The company has already signed up hundreds of record labels and indie artists for this new service, however there are some indie labels who have not signed the new contract. These include famous artists like Arctic Monkeys and even Adele, who will be soon removed from the website according to a statement given to Financial Times by YouTube.
The three major record labels namely Universal, Sony and Warner have agreed with the terms of the new contract, however there are indie labels like the ones mentioned above who are unhappy with the terms. If the Google owned YouTube is unable to add these labels to the new contract, then their videos will be blocked by the website pretty soon.
In the new contract, YouTube will have free videos which will be supported by Ads like they do now along with a paid subscription service which will allow users to watch music videos, which can include the whole album without any intrusive advertisements. Additionally, the paid user will also get an option to play the video offline, which can come in handy when they don’t have a strong internet connection.
While there are lots of record labels and indie artists on YouTube, the company is looking to impose similar terms on everyone. So, even if big record labels like Sony or Universal agree to the terms, indie labels may not be entirely happy with it. It is said that the company is not ready to negotiate terms with indie labels over royalty rates which has led to this disagreement.
And looks like there’s very little chance that YouTube would budge to their demands as YouTube’s Robert Kyncl is of the opinion that getting licensing deals with everyone is not really an achievable goal. So, YouTube is not really looking to strike deals with everyone at this moment which means that indie labels would be blocked from the website in the coming days.
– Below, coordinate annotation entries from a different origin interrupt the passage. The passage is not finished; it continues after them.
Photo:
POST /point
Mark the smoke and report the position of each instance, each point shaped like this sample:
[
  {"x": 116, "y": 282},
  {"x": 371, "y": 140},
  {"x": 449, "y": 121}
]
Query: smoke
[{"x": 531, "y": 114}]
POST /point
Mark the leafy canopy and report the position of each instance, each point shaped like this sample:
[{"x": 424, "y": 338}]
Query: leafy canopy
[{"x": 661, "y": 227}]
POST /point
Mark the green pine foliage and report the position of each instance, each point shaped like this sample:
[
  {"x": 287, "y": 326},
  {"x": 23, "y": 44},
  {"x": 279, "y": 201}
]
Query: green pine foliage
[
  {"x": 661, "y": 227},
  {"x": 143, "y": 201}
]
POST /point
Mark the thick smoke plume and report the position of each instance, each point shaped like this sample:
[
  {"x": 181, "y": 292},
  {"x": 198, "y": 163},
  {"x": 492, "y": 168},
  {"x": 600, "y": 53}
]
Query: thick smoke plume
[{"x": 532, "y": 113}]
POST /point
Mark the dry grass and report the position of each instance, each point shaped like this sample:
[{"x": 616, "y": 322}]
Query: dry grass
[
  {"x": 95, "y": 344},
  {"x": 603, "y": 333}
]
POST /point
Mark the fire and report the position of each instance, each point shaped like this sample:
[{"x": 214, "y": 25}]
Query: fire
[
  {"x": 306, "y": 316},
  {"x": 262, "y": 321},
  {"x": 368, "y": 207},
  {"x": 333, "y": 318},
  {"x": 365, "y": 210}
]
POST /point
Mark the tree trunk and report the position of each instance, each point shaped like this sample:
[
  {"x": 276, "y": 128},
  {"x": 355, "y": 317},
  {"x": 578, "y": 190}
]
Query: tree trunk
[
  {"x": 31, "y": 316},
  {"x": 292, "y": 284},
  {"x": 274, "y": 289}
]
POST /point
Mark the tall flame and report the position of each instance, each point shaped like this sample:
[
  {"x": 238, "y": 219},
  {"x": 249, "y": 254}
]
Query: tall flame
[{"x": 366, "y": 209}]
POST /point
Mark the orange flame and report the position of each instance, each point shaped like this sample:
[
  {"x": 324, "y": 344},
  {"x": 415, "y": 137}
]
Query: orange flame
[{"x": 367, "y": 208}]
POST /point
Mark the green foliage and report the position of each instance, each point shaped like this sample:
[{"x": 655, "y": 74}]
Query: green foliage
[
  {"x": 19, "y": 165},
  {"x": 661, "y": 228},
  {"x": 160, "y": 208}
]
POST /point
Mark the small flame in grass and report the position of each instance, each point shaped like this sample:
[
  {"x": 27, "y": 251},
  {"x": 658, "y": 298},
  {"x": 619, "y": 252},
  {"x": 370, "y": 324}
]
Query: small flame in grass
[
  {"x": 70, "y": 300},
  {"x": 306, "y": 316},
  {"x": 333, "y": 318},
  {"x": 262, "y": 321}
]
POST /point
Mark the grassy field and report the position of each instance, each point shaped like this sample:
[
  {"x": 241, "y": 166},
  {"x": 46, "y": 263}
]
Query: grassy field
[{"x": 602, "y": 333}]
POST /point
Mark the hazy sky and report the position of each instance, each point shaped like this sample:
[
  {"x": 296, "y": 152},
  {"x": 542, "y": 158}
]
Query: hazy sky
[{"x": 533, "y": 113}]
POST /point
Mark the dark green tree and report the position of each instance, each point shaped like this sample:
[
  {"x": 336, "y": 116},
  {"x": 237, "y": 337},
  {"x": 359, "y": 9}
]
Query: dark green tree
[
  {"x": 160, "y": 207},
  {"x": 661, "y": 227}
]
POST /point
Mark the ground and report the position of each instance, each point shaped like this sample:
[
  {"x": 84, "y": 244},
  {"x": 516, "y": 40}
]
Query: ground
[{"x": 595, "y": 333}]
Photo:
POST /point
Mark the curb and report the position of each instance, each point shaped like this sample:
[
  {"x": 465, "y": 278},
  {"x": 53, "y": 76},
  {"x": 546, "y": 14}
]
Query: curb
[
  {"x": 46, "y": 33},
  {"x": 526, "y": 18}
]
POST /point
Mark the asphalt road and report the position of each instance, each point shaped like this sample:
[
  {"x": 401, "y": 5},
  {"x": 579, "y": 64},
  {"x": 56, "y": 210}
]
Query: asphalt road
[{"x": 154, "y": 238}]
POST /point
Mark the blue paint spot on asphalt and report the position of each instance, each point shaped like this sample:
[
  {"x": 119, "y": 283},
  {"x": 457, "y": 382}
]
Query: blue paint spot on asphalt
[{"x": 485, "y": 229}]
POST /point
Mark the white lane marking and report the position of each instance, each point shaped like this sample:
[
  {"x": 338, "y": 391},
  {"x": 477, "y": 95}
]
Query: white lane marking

While the price of the subscription would be an important factor which decides whether this move would be successful, some record labels are also worried that the free service supported by ads would prevent users from paying for the service. But YouTube claims that the paid service will have plenty of features that fans love, which would be an incentive for users to subscribe to the service.
So, let’s wait and watch whether this move by YouTube turns out to be successful.